A interposição do Recurso Especial é uma verdadeira gincana. O recorrente deverá demonstrar a presença de todos os pressupostos de admissibilidade do recurso referido. Tanto os pressupostos genéricos (legitimidade e interesse, cabimento, tempestividade, regularidade formal, preparo, inexistência de fato impeditivo ou extintivo do direito de recorrer), quanto os específicos do Recurso Especial devem ser satisfeitos.
No que toca aos pressupostos de admissibilidade específicos do Recurso Especial, inúmeras são as exigências trazidas pela Constituição Federal, pelo Código de Processo Civil e pelo Regimento Interno do Superior Tribunal de Justiça para permitir a apreciação do mérito dessa espécie recursal.
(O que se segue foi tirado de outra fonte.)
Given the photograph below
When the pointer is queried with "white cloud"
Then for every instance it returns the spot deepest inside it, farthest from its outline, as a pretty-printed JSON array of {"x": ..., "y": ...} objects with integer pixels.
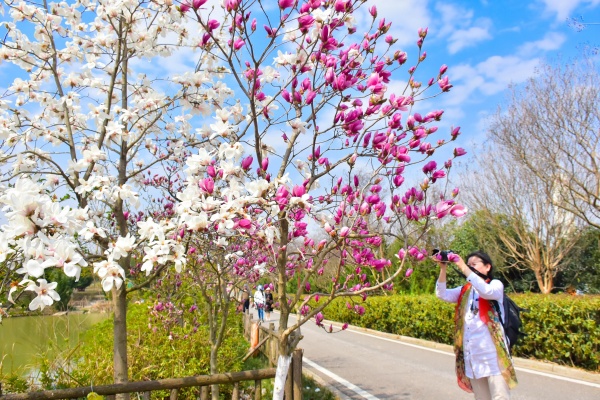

Dentre tais exigências podemos citar o prequestionamento, a demonstração analítica da divergência jurisprudencial, a limitação da discussão à matéria de direito regulada em lei federal. Muitos desses requisitos são facilmente constatáveis na legislação. Outros foram construídos – alguns até mesmo inventados – pela jurisprudência.
Dentre os obstáculos criados à apreciação do Recurso Especial, um deles se apresenta, costumeiramente, diante daqueles que pretendem levar seus processos a reexame do STJ em sede de Recurso Especial: a súmula 7 do STJ. Segundo o enunciado sumular retro-referido, a pretensão de simples reexame de prova não enseja Recurso Especial. Ocorre que nem sempre é simples se compreender a jurisprudência do STJ sobre o tema, eis que, o mesmo tema, muitas vezes é decidido de forma diversa pela Corte, sendo algumas vezes considerado matéria de fato, e, em outras tantas, tratado como matéria de direito.
Veja-se o caso das astreintes, multa prevista no artigo 461 do CPC com a finalidade de compelir o devedor de obrigação de fazer ao adimplemento da prestação que lhe foi imposta. Por força da regra do parágrafo 6º do CPC, o juiz poderá, até mesmo de ofício, modificar o valor ou a periodicidade dessa multa, caso verifique que se tornou insuficiente ou excessiva.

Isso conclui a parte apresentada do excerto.